The Jackmans had already participated in the costume parade, with Jackman and her husband, Brian, dressed as Sally and Jack from Tim Burton's "The Nightmare Before Christmas."

It was the American Fork family's first visit to Salt Lake Comic Con, and they have Sienna to thank for it, Kristi Jackman said.

"My 3-year-old was on YouTube and found a video of (a comic convention). She said, 'This is so cool,' and she didn't realize they had a comic con here, so we surprised them and told them we were coming," she said.

Aside from standing in line for wristbands Thursday morning, the Jackmans were enjoying their time at Salt Lake Comic Con, posing for pictures and keeping an eye out for anyone else dressed as Anna or Elsa.

"They both want to see Anna and Elsa, any princess, and they really love the Avengers," Jackman said.

Earlier Thursday, celebrity guests emerged one by one from the blue police call box known to Dr. Who fans as the TARDIS, creating the opening scene for the sequel to Salt Lake Comic Con.

"Welcome to Salt Lake Comic Con," said Lou Ferrigno, the original Incredible Hulk and a repeat guest for the second annual event. "I'm very excited to be back because I had a great time a year ago. I think this has got to be the best convention I've ever done."

Flanked by heroes both fictional and real, Salt Lake Comic Con organizers officially opened this year's event with a news conference that had a concert-like feel, with cheers from energetic costumed fans — some of them doubling as members of the media.

Event co-founder and show producer Dan Farr also took the stage via the replica time machine/spacecraft — noting, of course, that "it's actually a lot bigger on the inside."

"We as people from Salt Lake and surrounding areas have really put ourselves on the map in the comic con world," Farr said, "and it's because of the great support of the media, the fans and everyone in the area."

Manu Bennett, known for his role as Slade Wilson — aka Deathstroke — in the CW series "Arrow," predicted the event will attract 130,000 visitors over its three-day run, ranking it in the top three among such conventions in North America.

"When you're a small con, and you're starting out for the first time, people like our bookers say, 'Oh, it's a first-time con.

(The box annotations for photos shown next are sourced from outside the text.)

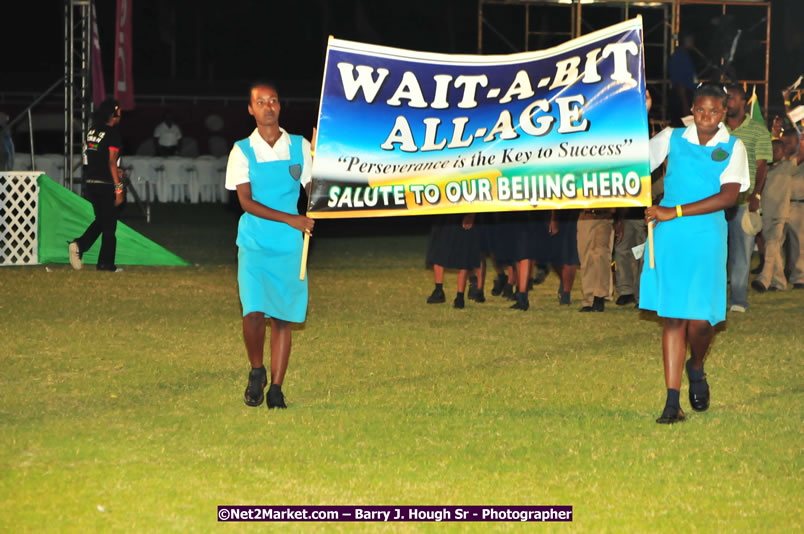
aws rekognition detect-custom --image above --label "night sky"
[0,0,804,99]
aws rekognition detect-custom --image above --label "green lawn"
[0,205,804,533]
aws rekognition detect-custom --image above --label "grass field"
[0,205,804,532]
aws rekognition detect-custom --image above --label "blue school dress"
[236,135,307,323]
[639,128,737,325]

You don't want to go along because they won't get many people there.' But everything (Farr) said to me and he ever promised me about this comic con came true."

Other celebrities who took the stage for the kickoff event included Jason David Frank, known for his role as Tommy Oliver — aka the Green Ranger — in "Mighty Morphin Power Rangers"; Eugene Clark, Big Daddy from the zombie flick "Land of the Dead"; Craig Parker, Haldir of Lorien in "The Lord of the Rings" films; comic book artist Neal Adams; Charisma Carpenter, best known as Cordelia Chase in the "Buffy the Vampire Slayer" and "Angel" TV series; and voice actors Veronica Taylor and Victor Joseph Mignogna.

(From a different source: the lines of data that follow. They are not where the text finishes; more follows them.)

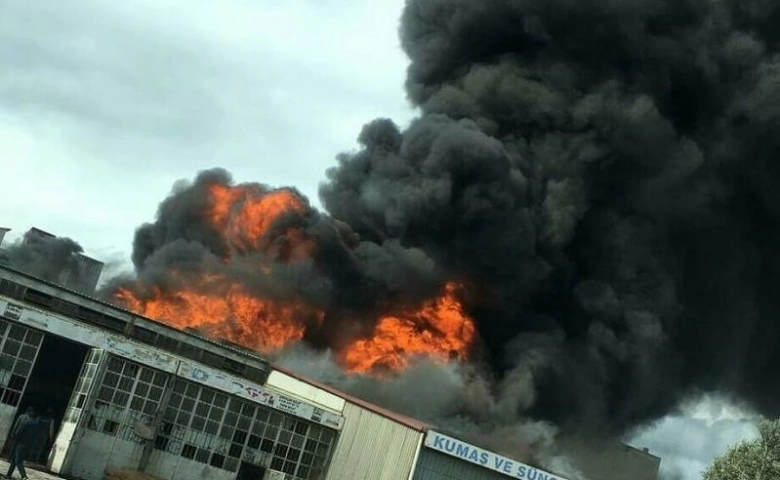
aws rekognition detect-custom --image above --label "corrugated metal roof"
[271,364,433,432]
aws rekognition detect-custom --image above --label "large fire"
[114,184,476,373]
[343,283,475,372]
[205,184,315,260]
[115,275,314,352]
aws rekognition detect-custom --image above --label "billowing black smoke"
[0,229,84,283]
[321,0,780,429]
[117,0,780,444]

"Two years ago, (Farr) told me that he was going to put something tiny and intimate together in Salt Lake City," Mignogna said. "He lied."

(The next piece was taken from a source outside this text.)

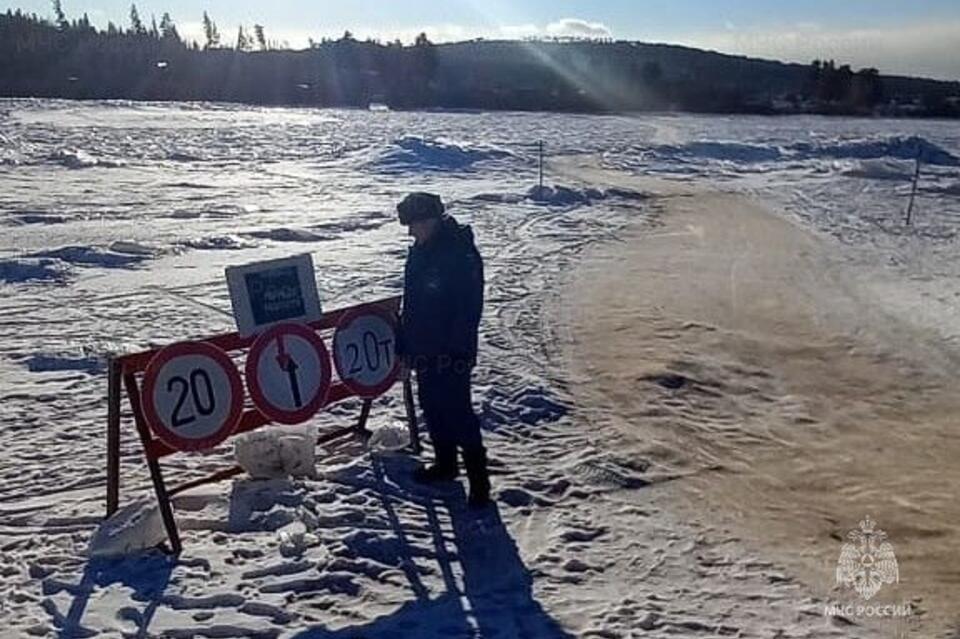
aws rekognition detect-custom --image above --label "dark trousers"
[417,364,486,468]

The second-year comic and pop culture convention is expected to break its own records for attendance and attract more than 120,000 visitors over the three days.

Salt Lake Comic Con attracted 72,000 guests to its inaugural event last fall and had 100,000 at its FanX convention in April.

This year's event will have double the floor space from last September's convention, with 40-plus celebrity guests; an expanded Kid Con area for young fans; more than 300 hours of panel programming; and 450-plus panel guests, said Bryan Brandenburg, Salt Lake Comic Con co-founder and chief marketing officer.

The event got underway at 1 p.m. Thursday for those with VIP and Gold passes and 2 p.m. for all other ticket holders. It continues from 11 a.m. to 7 p.m. Friday, starting an hour early for those with VIP and Gold passes; and 10 a.m. to 7 p.m. Saturday, with a 9:30 a.m. opening for VIP and Gold pass holders.